"On the other hand REST says that the set of operations you can perform on resources should be almost completely uniform. Instead of defining new operations, REST emphasises the creation and naming of new resources. As well as limiting verbs, REST seeks to reduce the number of content types in play. You can picture REST as a triangle with its three vertices labelled 'nouns', 'verbs', and 'content types'. REST seeks to push the balance well away from both verbs and content types, as close as possible to the nouns vertex. "

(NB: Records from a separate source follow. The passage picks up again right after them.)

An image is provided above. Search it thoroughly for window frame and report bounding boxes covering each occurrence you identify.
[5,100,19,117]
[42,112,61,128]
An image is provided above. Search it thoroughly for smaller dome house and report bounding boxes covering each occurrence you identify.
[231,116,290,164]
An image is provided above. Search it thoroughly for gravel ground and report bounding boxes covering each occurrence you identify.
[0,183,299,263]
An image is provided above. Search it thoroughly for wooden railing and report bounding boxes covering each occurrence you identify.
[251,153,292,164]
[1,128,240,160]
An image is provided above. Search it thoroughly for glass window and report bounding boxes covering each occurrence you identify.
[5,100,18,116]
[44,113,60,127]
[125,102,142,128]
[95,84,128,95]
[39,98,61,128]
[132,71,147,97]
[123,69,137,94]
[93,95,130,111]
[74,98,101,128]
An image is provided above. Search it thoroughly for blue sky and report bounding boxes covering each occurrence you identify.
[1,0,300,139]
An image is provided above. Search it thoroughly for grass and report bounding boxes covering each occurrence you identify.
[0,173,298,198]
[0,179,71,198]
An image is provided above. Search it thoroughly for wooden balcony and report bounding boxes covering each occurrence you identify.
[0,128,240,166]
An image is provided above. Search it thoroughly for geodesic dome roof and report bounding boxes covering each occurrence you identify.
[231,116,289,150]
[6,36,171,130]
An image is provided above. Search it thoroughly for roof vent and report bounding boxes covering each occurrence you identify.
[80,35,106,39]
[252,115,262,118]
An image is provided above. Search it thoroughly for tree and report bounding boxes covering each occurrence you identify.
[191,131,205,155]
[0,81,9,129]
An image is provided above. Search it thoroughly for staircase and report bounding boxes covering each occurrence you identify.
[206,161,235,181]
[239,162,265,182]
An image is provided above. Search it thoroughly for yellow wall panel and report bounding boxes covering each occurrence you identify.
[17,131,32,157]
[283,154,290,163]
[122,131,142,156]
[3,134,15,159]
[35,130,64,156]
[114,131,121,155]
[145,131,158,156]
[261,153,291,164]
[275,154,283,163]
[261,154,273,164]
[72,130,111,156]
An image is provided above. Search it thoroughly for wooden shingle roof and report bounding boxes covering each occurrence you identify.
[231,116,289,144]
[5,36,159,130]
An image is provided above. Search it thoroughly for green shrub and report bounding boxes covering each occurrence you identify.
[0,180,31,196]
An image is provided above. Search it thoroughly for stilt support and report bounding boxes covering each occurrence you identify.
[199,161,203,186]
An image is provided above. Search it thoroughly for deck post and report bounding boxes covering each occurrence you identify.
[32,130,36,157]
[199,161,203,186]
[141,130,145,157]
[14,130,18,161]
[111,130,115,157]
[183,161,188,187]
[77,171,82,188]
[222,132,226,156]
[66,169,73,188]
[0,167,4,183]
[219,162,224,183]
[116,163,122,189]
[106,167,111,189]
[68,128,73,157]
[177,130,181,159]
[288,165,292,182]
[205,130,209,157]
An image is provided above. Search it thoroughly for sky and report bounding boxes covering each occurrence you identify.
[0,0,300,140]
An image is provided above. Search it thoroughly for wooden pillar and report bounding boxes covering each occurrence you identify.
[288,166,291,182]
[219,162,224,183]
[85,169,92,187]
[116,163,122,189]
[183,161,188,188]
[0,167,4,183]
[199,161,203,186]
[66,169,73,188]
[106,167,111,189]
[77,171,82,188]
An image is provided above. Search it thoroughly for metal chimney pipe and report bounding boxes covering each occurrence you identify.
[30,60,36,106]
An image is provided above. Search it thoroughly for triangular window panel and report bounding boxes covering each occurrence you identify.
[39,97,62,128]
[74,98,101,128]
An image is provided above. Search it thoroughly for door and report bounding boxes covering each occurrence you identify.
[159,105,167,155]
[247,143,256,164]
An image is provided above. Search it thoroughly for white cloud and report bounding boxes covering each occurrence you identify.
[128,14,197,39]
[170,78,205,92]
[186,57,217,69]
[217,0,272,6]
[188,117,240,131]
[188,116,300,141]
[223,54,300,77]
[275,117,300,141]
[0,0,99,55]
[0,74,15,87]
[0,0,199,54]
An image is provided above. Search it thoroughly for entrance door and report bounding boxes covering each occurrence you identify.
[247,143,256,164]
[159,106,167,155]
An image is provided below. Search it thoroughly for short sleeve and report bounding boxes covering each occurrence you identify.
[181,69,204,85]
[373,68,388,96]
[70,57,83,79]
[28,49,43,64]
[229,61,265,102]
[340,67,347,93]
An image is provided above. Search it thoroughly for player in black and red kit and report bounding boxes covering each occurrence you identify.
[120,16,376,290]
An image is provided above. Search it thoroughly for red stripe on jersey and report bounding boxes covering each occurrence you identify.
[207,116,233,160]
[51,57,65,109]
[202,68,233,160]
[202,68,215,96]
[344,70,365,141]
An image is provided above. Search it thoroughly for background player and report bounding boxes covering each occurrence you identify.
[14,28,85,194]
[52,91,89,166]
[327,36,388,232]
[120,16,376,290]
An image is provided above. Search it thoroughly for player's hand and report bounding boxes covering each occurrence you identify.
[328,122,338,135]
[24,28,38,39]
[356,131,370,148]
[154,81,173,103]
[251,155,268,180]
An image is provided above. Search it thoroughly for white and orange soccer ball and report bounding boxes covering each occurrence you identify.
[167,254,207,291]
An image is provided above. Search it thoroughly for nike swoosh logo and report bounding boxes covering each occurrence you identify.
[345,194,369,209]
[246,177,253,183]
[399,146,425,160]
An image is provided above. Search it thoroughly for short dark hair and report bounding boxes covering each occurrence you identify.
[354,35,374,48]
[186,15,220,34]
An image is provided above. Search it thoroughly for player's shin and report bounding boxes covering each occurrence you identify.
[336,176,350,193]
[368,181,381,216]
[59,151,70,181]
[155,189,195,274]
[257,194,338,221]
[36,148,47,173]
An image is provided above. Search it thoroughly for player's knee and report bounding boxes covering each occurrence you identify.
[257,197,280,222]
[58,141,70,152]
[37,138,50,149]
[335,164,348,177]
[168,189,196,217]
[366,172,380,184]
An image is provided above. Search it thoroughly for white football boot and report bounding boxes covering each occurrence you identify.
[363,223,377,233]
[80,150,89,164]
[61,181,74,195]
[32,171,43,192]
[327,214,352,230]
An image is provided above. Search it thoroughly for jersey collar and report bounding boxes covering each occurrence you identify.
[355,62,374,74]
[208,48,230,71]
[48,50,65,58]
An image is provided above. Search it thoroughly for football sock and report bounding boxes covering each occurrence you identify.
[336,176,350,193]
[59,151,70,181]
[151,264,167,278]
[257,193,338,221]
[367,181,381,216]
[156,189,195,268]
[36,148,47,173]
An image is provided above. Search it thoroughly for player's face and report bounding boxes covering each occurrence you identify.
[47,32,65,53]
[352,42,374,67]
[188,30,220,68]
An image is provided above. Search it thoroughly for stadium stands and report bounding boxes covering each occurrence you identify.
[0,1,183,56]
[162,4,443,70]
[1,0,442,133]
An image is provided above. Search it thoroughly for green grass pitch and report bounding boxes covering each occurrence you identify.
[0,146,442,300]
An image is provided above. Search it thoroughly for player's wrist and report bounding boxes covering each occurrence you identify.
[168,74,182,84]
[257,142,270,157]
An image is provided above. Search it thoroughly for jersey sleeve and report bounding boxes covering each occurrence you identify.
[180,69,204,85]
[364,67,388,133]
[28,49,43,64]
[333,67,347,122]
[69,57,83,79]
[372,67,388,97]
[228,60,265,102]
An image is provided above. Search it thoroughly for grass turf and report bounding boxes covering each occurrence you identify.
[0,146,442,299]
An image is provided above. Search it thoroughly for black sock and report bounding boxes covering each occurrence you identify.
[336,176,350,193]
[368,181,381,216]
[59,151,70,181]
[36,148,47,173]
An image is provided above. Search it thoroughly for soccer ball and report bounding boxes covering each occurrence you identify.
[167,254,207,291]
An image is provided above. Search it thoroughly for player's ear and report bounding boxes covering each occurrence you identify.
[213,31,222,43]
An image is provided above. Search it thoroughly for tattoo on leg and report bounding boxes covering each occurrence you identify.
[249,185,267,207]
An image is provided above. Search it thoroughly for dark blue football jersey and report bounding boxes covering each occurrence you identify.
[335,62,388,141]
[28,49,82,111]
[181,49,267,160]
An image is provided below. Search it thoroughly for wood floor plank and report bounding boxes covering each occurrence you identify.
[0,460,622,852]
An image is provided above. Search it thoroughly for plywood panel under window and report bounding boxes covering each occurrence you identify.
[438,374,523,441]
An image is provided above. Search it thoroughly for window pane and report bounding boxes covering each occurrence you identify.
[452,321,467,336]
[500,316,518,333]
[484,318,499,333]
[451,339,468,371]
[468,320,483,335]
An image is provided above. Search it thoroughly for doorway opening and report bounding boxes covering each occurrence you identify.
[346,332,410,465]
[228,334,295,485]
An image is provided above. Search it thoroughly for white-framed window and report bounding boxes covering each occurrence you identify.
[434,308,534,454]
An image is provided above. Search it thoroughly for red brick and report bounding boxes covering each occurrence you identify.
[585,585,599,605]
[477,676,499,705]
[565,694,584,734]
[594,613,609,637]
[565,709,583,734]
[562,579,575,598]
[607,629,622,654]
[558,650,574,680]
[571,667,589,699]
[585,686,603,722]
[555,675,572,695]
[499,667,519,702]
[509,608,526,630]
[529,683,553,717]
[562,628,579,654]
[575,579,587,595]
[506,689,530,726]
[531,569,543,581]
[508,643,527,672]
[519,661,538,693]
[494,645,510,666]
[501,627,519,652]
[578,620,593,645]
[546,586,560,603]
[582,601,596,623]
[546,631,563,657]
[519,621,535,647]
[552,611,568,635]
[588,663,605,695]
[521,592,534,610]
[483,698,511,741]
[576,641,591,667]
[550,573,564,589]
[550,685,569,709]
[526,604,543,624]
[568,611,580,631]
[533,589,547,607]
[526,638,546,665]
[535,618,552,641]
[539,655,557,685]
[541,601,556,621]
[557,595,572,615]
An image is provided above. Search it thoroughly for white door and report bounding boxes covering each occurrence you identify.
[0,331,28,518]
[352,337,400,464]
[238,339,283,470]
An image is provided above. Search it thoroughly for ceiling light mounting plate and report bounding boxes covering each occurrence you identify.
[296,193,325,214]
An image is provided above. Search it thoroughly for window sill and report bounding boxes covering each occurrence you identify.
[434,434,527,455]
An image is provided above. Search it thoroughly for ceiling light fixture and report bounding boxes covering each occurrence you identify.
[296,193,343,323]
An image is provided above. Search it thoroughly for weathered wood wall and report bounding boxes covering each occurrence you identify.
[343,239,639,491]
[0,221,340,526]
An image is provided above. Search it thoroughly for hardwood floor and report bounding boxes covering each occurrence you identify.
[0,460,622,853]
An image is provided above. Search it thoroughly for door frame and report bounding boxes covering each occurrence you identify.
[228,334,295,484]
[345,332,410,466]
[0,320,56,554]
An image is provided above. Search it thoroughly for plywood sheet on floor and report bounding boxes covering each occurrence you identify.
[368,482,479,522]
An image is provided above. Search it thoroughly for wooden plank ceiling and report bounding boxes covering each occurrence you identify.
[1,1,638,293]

This is not accurate - REST actually drives toward increasing content-types. Not necessarily maximizing, but definitely opening up the space of possibilities. So I would say that REST seeks to push the balance away from verbs and as close to the edge of nouns and content-types.
Also this:
"REST says that the namespace should be king. Every object that should be contactable by another object should have a name. Not just any name, but a globally-accessable one. If you push this to the extreme, every object that should be accessable from another object should be also accessable from any place in the world by a single globally-unique identifier. [...] REST provides each abstraction through its heirarchical namespace rather than trying to hide the namespace. Since all accessable objects participate in this single interface, the line between those objects blurs."
This definitely is key to the REST architecture. However, REST does not have a heirarchical namespace. Neither does HTTP. They only have identifiers that are opaque to the client. Also, since resource have a single interface, the line between these objects isn't so much 'blurred' as it is unnecessary.